With regard to ensuring that the Department’s zero tolerance policy on sexual harassment is enforced, the Department informed the OIG that it continues to work with the components to achieve greater consistency with Department policy as to the charges and penalties for this type of misconduct. Similarly, in the matter of the Department ensuring that the ATF, DEA, FBI, and USMS develop policy explicitly prohibiting the solicitation of prostitutes by Department employees, the Department stated it is working with the components to ensure that language is explicitly added to the components’ policies and offense tables to address such misconduct.
In regard to the Department taking concrete steps to acquire and implement technology to preserve text messages and images, the Department reported that it procured an external consultant to assist in evaluating existing business processes and capabilities, assessing current market capabilities for text messaging, and identifying potential approaches for the capture and preservation of text messages. The Department has informed us that, based on the results of this evaluation, it will be implementing a series of phased activities throughout fiscal year 2016 for capturing messages in the short term to meet immediate needs and conducting further analysis on capture tools.1
The remaining recommendation directed the ODAG to take concrete steps to acquire and implement technology to proactively monitor employee text messages and images for potential misconduct. On December 23, 2015, ODAG informed the OIG that it has explored various technologies that would support the ability to actively monitor text message and image data for potential misconduct, but it concluded that because the current state of various technologies to support this ability are considered to be only in the research and development phase, the Department considers implementation of such technology to be operationally infeasible at this time. We intend to continue our discussions with ODAG to determine the future status of this recommendation, to continue to monitor its progress on the other three recommendations, and we will report further on these matters in our report in six months.

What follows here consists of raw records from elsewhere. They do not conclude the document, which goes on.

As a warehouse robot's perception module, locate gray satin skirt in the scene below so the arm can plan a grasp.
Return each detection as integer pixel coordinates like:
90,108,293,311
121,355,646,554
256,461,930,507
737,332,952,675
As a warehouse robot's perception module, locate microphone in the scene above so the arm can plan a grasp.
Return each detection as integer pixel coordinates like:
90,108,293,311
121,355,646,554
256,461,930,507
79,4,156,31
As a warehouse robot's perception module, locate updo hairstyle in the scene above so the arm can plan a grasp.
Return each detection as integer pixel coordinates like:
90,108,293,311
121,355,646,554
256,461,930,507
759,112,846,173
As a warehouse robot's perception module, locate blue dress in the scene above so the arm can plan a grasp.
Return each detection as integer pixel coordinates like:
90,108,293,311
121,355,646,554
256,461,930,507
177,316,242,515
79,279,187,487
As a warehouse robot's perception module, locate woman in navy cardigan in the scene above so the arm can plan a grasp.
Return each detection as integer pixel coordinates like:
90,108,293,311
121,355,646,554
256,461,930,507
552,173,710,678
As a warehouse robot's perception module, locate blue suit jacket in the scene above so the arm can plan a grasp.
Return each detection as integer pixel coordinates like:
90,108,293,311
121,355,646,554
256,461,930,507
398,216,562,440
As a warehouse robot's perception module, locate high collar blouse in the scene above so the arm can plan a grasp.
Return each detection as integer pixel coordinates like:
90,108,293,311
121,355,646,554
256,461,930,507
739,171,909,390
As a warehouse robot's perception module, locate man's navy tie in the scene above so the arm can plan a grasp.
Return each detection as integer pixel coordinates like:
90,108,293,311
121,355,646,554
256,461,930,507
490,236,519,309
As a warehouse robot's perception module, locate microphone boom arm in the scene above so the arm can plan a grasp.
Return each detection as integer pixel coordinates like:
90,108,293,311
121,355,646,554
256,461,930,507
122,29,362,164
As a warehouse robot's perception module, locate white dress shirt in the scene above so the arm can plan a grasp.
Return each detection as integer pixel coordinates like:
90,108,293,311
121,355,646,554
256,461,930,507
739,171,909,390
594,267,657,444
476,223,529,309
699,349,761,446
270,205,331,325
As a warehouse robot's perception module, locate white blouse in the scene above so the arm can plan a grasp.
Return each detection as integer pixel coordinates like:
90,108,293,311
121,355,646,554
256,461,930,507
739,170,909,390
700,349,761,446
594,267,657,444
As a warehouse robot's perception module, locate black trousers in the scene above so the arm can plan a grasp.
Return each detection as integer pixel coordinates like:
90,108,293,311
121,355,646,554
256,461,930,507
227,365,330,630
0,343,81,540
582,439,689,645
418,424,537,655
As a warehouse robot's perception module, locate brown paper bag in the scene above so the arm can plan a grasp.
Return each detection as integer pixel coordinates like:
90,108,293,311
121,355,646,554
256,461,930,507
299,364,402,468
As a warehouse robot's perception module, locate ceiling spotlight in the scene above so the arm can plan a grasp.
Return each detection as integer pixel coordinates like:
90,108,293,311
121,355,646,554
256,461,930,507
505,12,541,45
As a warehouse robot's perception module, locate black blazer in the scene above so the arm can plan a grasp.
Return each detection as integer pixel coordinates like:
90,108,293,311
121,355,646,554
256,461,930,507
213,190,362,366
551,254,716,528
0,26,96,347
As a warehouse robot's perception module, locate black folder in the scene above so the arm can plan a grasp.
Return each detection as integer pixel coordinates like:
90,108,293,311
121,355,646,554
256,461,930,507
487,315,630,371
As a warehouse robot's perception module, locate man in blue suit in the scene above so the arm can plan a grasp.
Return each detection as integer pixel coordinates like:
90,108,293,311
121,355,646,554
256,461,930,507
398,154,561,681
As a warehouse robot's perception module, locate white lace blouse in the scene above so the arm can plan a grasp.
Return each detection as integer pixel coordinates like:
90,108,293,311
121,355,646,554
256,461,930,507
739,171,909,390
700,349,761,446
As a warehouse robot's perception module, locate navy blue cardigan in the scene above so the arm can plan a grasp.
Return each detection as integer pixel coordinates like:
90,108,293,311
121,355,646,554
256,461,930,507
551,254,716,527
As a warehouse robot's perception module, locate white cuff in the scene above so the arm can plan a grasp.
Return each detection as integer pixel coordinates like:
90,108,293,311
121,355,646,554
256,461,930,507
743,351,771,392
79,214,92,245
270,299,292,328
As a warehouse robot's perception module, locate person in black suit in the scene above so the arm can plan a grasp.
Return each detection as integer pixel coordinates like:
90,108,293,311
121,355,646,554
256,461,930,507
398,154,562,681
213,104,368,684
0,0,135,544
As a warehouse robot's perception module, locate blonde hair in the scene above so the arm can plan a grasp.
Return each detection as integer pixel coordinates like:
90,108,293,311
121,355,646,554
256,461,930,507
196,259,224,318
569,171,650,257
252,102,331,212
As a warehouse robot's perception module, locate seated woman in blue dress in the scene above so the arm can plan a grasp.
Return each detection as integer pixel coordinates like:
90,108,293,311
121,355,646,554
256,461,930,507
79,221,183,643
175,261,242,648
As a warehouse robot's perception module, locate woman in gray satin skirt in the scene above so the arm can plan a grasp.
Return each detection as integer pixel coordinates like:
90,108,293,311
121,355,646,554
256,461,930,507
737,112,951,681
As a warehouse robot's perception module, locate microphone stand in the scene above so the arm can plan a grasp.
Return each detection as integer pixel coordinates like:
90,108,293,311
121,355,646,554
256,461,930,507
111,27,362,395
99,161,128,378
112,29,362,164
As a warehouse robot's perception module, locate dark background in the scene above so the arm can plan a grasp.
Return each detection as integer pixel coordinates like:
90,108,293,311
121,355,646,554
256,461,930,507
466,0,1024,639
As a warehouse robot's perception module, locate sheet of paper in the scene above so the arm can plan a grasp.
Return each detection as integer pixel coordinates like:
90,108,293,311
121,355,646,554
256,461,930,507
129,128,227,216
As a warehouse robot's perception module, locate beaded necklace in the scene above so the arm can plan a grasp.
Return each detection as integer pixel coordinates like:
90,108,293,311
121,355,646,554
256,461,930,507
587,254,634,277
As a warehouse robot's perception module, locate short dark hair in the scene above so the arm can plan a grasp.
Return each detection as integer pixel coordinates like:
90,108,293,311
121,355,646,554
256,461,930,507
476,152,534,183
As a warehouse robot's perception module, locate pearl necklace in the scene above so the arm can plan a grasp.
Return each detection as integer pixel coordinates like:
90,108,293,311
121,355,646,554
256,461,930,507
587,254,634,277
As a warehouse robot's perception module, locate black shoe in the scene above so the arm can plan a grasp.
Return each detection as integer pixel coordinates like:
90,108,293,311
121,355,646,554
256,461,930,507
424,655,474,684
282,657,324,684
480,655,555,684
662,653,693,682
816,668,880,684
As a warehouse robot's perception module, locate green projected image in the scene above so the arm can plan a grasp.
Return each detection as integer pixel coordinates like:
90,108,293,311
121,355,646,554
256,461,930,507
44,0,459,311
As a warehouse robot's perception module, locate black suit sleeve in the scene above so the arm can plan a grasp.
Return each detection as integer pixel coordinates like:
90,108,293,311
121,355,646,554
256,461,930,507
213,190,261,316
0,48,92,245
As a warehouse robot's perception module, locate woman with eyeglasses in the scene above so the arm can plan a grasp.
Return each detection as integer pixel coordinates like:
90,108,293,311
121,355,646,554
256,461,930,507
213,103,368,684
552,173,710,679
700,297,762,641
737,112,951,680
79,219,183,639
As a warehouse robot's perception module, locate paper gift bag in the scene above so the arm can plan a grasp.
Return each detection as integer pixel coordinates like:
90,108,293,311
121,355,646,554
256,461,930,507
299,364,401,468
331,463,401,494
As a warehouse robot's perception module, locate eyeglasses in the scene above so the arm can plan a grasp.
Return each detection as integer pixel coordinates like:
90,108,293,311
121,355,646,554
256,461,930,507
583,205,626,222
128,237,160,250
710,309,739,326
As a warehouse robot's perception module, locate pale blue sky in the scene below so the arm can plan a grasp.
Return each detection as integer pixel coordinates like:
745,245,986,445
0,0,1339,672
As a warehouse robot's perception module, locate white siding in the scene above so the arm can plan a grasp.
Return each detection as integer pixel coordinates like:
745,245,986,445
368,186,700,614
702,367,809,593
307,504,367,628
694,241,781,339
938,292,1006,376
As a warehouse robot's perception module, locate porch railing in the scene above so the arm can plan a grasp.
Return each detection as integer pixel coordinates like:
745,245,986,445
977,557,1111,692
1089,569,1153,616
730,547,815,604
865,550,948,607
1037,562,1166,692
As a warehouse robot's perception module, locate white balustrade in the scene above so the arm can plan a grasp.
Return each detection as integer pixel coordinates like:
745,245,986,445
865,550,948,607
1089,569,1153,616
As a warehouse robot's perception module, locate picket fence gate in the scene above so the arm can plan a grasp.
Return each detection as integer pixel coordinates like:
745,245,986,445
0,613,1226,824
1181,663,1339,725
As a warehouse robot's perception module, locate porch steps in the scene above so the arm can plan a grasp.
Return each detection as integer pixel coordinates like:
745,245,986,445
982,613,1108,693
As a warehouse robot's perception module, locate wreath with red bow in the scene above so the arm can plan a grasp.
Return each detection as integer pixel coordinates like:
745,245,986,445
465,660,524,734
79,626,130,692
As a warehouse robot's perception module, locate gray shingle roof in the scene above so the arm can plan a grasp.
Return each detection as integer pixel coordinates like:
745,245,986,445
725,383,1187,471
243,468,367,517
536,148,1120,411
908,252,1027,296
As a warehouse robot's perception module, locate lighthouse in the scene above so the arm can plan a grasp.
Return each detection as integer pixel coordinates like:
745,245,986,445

In sum, the OIG has determined that the Department and its law enforcement components have implemented or are in the process of implementing the recommendations made in our report. The OIG will issue a report in six months that describes the Department’s efforts to implement the eight OIG recommendations as of that time.
1 The Department described these activities as a series of process improvements regarding message retention, including identifying and implementing applications to execute on smartphones, providing a streamlined approach for forwarding relevant messages for capture, vetting messaging applications to determine whether any should be prohibited due to potential security concerns, implementing policy on the use of third-party messaging applications, and developing training on the use of electronic messaging and recordkeeping responsibilities.